Archive

Western Pennsylvania's trusted news source
Penn Hills musician adds album to list of career successes | TribLIVE.com
Penn Hills Progress

Penn Hills musician adds album to list of career successes

Samson X Horne
phpbryancole6020217
Lillian DeDomenic | For The Tribune-Review
Penn Hills native Bryan Cole works with up-and-coming country music entertainer Matt Westin in his McKeesport facility, Tonic Recordng Studio, on Wednesday, Jan. 25, 2017.

Bryan Cole has come a long way since his father volunteered him to sing “Johnny B. Goode” during intermission at a Linton Middle School summer concert nearly 40 years ago.

Cole, 46, of Penn Hills, is a rock musician who since has performed as the opening act for artists like Quiet Riot, Ted Nugent and Eddie Money, and recently released his second album — “Sands of Time” — after signing with Melodic Rock Records in August.

That first performance as a 7-year-old in front of his schoolmates got it all started.

“They loved it,” Cole said, adding that he also performed “Put a Little Love in Your Heart” and “Kansas City” that day. “Right then and there, I knew music was what I wanted to do for a living.”

Cole traveled a long road to where he is now. First, he sang in the 1980s along with blaring stereo music from cars in a parking lot on Franks­town Road where he and his friends would gather.

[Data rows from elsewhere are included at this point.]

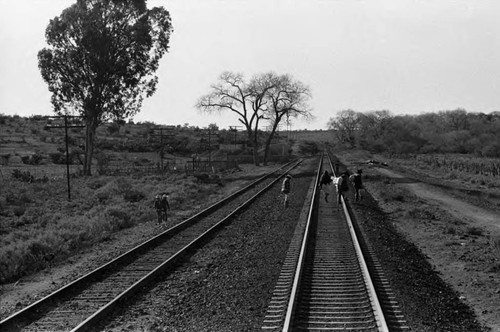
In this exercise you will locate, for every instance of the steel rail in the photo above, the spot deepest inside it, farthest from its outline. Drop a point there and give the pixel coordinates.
(301, 260)
(375, 308)
(28, 314)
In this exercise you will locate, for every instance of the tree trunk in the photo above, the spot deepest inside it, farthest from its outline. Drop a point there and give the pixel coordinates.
(253, 140)
(270, 138)
(89, 146)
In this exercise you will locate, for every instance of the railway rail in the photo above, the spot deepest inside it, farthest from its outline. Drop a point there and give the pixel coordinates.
(325, 283)
(83, 303)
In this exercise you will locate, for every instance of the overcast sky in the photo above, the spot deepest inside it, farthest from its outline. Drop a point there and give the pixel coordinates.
(407, 57)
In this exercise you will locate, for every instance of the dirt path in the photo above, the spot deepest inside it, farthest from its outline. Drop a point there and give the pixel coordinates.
(456, 207)
(458, 237)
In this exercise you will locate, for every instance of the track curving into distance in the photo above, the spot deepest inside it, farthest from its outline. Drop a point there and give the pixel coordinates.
(81, 304)
(325, 284)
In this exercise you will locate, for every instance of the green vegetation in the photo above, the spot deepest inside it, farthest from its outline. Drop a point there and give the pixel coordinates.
(454, 131)
(39, 227)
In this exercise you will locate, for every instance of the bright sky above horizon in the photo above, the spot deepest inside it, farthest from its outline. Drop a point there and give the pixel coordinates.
(405, 56)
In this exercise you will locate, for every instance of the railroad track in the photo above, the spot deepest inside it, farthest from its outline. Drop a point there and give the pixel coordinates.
(80, 305)
(325, 283)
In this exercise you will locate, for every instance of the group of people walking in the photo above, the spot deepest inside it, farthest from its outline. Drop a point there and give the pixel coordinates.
(328, 182)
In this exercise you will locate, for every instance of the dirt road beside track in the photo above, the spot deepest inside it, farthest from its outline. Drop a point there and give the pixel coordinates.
(457, 236)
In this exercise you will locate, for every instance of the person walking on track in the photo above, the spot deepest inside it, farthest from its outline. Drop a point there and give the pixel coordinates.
(342, 185)
(285, 188)
(325, 184)
(161, 206)
(357, 182)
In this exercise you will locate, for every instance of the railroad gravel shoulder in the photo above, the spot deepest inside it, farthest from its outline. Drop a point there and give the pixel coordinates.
(227, 284)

Next was a series of bands he formed to play gigs at local bars.

He fine-tuned his skills in those shows, even though band after band fell apart.

As he got better, offers to play larger venues came in and he found himself mixing with big names in the business — musicians like Nugent, Money and even country legend George Strait.

“From them, I learned how band business is put together,” Cole said. “I was fortunate. I was noticed not from trying to kick doors down, but from being myself.”

He put out a country album in 2010 called “Wide Open Road” that he said had some well-received songs but failed to get him a record deal. So he went back to the music that got him started.

“I was missing rock. I missed what I loved singing the most,” he said.

There were setbacks as Cole worked to get his rock career on track. He said he turned to alcohol after his grandfather, with whom he was close, died in 2014 but after about a year — a time he described as having “crawled into my own little hole” — a conversation with musician Jim Peterik helped turn his life around.

Peterik, founder of the band Survivor and co-writer of the hit song “Eye of the Tiger,” encouraged him to get back to writing music.

“He told me, ‘You have a voice that needs to be heard,'” Cole said.

Songwriter Marc Scherer said he urged Cole to seek out a record deal after seeing him work with Peterik, who produced four of the songs on the new album.

“I was very impressed with what Bryan had accomplished as a solo artist. He has great originals, great vocals and is a very talented guitarist,” Scherer said.

With renewed enthusiasm, Cole signed with Melodic Rock and released “Sands of Time” in November.

“He's a unique blend. A very strong tenor with huge range, and his guitar becomes another voice to go with his great songs,” Scherer said. “He's the total package.”